11. A text file, to find the first 10 frequently occurring words, but this time the file is longer, say hundreds of millions or billions of lines, in short, can not be read into memory at once, ask the optimal solution.

Program 1: first of all, according to the use of hash and modeling, the file is broken down into multiple small files, for a single file using the method of the previous question to find out the 10 most frequently occurring words in each file pieces. And then the subsumption process to find the final 10 most frequently occurring words.

12. Find the largest 100 out of 100w numbers.

Option 1: In the previous question, we have mentioned that it is done with a minimal heap containing 100 elements. The complexity is O(100w*lg100).

Option 2: using the idea of fast sorting, after each split only consider a part larger than the axis, know that a part larger than the axis in more than 100, using the traditional sorting algorithm sorting, take the first 100. The complexity is O(100w*100).

Option 3: Use partial elimination. The first 100 elements are selected and sorted, noted as sequence L. Then the remaining elements x are scanned one at a time and compared with the smallest of the sorted 100 elements, if it is larger than this smallest, then this smallest element is deleted and x is inserted into the sequence L using the idea of insertion sorting. Loop sequentially and know that all the elements are scanned. The complexity is O(100w*100).

13. Finding popular queries:

The search engine keeps a record of all the search strings used by the user for each search through a log file, with each query string being 1-255 bytes long. Assuming that there are currently 10 million records, these query strings have a relatively high repeat read, although the total number is 10 million, but if you remove the duplicate sums, there are no more than 3 million of them. The higher the repetition of a query string, the more users query it and the more popular it is. You are asked to count the 10 most popular query strings, and you are required to use no more than 1 Gigabyte of memory.

(1) Describe your idea for solving this problem;

(2) Give the main processing flow, the algorithm, and the complexity of the algorithm.

Scheme 1: Use trie tree, the keyword field stores the number of occurrences of this query string, and the absence of occurrences is 0. Finally, the frequency of occurrences is sorted by the least push of 10 elements.

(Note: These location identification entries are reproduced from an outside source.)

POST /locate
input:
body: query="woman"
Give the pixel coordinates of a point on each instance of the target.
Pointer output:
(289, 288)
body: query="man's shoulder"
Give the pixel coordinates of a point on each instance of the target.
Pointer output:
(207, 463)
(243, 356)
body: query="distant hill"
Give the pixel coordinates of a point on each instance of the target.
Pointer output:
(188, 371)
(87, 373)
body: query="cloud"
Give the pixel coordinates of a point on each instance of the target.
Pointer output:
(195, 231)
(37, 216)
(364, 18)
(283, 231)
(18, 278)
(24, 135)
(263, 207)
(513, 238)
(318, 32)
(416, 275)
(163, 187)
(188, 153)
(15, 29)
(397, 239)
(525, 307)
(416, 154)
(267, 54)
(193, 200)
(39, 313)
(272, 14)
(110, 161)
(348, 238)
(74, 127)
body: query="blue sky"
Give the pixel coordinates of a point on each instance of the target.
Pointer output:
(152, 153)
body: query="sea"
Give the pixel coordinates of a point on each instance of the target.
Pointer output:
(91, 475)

14. a *** has N machines with N numbers on each machine. Each machine stores at most O(N) numbers and operates on them. How do you find the median of the numbers?

Option 1: Start with a rough estimate of the range of these numbers, for example, assume here that they are all 32-bit unsigned integers (*** there are one). We divide the integers from 0 to into N range segments, each containing an integer. For example, the first segment is from 0 to , the second segment is from , ..., and the Nth segment is from . Then, the N numbers on each machine are scanned and the numbers belonging to the first segment are placed on the first machine, the numbers belonging to the second segment are placed on the second machine, ..., and the numbers belonging to the Nth segment are placed on the Nth machine. Note that this process should store O(N) numbers on each machine. Next we count the number of numbers on each machine in turn, one at a time, until we find the kth machine where the number of numbers accumulated on that machine is greater than or equal to , and the number of numbers accumulated on the kth - 1th machine is less than , and record this number as x. Then the median number we are looking for is in the kth machine, in the first place. We then sort the numbers on the kth machine and find the first number that is the median we are looking for. The complexity is of.

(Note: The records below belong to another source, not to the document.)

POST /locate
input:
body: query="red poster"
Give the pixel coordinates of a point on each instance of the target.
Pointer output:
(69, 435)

Option 2: We first sort the numbers on each machine. After sorting, we use the idea of subsumption sorting to combine the numbers on these N machines to get the final sort. Finding the nth one is the desired one. The complexity is n(i)'s.

15. Maximum Gap Problem

Given n real numbers , find the maximum difference between the n real numbers vectorizing 2 numbers on the real axis, requiring a linear time algorithm.

Option 1: The first method that comes to mind is to first sort the n data, and then scan them once to determine the maximum adjacent gap. But this method can not meet the linear time requirements. Therefore, the following method is adopted:

s Find the maximum and minimum data max and min in the n data.

s Equalize the interval [min, max] with n-2 points, i.e., equalize [min, max] into n-1 intervals (front-closed and back-open intervals), and regard these intervals as buckets, numbered with , and the upper bound of the bucket and the lower session of the bucket i+1 are the same, i.e., the size of each bucket is the same. is the same size. The size of each bucket is . In fact, the boundaries of these buckets form an equicontinuous series (with min as the first term and a tolerance of ), and it is considered that min is placed in the first bucket and max is placed in the n-1st bucket.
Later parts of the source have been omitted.